Hace cuarenta años asistía con bastante frecuencia a algo que nunca imaginé que reproduciría.
Indistintamente venían a la casa nuestros padrinos : Francisquito y Yayo.
Francisquito era el padrino de la otra hija de mi madre.
Yayo , mi padrino.
Ambos eran amigos de la familia y por supuesto que se conocían entre ellos.
Venían a saber de nosotros, los niños, a tener conversaciones de adultos y de vez en cuando a aleccionarnos.
Consejos de por vida recibí y agradezco….
« Los hombres no hablan »
Piedra angular del comportamiento masculino. Junto a este, respeto a todos
« Respeta pa’ que te respeten »
Caballerosidad y gentileza con las féminas.

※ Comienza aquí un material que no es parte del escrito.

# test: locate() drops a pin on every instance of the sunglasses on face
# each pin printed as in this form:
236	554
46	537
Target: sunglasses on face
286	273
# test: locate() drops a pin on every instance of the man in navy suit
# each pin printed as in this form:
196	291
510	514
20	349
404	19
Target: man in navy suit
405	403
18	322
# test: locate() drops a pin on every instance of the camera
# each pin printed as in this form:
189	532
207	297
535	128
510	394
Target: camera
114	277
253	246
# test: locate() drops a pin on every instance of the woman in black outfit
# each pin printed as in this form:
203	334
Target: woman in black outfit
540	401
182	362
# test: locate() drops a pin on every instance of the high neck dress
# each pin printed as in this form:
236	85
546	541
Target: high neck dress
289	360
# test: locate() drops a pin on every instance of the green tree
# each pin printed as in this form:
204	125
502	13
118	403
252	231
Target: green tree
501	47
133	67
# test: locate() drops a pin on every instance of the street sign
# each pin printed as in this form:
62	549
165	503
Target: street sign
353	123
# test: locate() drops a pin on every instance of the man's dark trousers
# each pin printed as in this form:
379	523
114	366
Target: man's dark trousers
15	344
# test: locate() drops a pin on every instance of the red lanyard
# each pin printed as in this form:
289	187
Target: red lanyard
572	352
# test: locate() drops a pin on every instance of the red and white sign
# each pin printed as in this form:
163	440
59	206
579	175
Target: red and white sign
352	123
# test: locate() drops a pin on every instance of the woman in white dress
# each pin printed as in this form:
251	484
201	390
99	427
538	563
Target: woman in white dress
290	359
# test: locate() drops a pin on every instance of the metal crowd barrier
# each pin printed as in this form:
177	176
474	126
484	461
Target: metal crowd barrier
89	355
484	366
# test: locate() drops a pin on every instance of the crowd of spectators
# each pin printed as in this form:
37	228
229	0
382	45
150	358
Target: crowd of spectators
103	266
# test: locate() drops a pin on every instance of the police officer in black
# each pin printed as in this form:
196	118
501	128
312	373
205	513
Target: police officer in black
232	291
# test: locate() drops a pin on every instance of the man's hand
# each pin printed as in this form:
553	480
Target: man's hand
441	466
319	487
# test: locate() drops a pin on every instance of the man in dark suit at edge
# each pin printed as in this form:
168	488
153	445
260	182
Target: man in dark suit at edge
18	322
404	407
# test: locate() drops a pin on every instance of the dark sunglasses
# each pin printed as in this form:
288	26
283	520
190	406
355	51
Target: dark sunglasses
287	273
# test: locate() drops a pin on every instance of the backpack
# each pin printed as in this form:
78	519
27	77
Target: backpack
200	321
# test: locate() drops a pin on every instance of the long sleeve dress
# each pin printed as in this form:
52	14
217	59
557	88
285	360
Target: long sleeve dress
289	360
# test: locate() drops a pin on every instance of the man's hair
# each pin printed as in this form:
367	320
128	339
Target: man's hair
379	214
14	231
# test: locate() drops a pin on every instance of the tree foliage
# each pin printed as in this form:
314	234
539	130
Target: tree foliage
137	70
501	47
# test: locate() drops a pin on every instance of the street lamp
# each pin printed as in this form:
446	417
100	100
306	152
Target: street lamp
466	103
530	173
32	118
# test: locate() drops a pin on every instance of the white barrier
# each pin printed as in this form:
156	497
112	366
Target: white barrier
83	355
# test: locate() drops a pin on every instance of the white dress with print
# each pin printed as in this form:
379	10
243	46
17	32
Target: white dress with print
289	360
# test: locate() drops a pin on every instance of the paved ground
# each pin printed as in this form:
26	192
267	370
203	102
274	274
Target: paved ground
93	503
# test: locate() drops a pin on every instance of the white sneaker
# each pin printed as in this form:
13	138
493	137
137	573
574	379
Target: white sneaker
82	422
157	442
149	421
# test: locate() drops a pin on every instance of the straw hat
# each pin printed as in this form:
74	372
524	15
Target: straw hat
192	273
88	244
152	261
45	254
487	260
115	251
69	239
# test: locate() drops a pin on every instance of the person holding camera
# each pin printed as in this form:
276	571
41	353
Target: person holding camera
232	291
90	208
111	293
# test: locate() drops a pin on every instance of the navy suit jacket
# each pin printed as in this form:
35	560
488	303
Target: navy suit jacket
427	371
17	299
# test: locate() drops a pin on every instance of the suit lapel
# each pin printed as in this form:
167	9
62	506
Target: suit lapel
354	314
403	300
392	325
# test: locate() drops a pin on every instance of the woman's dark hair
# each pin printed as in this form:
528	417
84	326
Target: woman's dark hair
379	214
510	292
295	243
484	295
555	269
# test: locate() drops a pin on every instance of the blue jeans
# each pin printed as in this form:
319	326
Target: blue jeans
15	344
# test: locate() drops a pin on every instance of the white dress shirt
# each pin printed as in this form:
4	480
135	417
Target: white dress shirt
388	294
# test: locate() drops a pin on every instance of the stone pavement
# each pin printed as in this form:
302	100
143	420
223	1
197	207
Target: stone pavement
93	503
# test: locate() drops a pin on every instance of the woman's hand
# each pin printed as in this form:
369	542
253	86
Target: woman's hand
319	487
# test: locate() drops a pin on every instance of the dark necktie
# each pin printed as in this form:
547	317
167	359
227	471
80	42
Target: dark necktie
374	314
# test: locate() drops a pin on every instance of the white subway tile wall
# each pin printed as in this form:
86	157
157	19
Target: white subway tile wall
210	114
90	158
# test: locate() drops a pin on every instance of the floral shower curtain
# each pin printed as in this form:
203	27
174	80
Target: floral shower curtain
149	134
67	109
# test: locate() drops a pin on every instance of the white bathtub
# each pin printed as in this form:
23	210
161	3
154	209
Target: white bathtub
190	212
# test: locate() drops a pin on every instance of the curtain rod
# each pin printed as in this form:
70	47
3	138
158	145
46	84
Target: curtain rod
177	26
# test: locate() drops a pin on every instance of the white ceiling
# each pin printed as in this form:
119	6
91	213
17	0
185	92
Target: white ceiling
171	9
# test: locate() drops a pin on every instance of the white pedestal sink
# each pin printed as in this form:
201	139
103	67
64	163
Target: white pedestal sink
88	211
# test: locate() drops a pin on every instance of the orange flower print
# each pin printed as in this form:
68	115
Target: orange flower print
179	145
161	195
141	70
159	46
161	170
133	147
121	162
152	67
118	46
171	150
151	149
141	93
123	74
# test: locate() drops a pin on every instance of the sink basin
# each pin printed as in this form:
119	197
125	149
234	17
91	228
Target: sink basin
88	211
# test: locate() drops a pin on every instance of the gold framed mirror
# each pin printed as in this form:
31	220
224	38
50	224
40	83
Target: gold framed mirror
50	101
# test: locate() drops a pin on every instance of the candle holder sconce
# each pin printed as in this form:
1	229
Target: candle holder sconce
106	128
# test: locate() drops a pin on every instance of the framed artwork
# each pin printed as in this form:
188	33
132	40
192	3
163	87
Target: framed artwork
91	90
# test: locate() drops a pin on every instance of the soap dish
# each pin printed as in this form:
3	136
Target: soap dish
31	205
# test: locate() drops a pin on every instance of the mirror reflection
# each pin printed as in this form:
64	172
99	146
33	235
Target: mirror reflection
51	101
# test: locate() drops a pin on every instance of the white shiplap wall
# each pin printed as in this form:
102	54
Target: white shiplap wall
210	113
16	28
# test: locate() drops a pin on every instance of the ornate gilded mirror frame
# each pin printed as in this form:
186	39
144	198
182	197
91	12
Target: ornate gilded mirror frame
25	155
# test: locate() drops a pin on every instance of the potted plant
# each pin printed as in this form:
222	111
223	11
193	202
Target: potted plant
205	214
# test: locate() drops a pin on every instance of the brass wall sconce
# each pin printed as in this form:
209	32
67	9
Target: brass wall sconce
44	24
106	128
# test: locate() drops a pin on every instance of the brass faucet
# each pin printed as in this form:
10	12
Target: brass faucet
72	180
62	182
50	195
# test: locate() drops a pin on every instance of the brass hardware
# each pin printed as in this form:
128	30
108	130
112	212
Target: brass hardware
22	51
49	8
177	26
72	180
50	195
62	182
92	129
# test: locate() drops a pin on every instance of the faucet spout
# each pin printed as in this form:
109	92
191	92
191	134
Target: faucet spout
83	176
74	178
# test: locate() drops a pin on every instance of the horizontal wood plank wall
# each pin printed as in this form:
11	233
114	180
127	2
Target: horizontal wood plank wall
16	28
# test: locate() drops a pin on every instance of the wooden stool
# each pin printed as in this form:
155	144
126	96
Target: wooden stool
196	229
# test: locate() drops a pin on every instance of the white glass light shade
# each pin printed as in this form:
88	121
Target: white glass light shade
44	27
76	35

« A las mujeres no se le pega »
Regla de oro, inviolable.
« No tomes lo que no es tuyo »
« Sé agradecido »
« Estudia para que seas alguien en la vida »
Honestidad, humildad, ayudar al prójimo, pensar en los demás .
« No hagas a otro lo que no te gusta que te hagan »
El torrente de excelentes consejos dio sus frutos y forman parte de mi código de conducta, de mi filosofía en la vida.
Gracias a mis padrinos, a mis mayores, a los adultos que coadyuvaron en mi educación.
¡A todos
G R A C I A S !
De ahijado me convertí en padrino. Las circunstancias espacio-temporales cambiaron drásticamente.
No es La Habana, estamos a cuentos de kilómetros, es otra cultura, otra forma de vivir la vida, pero la responsabilidad es idéntica.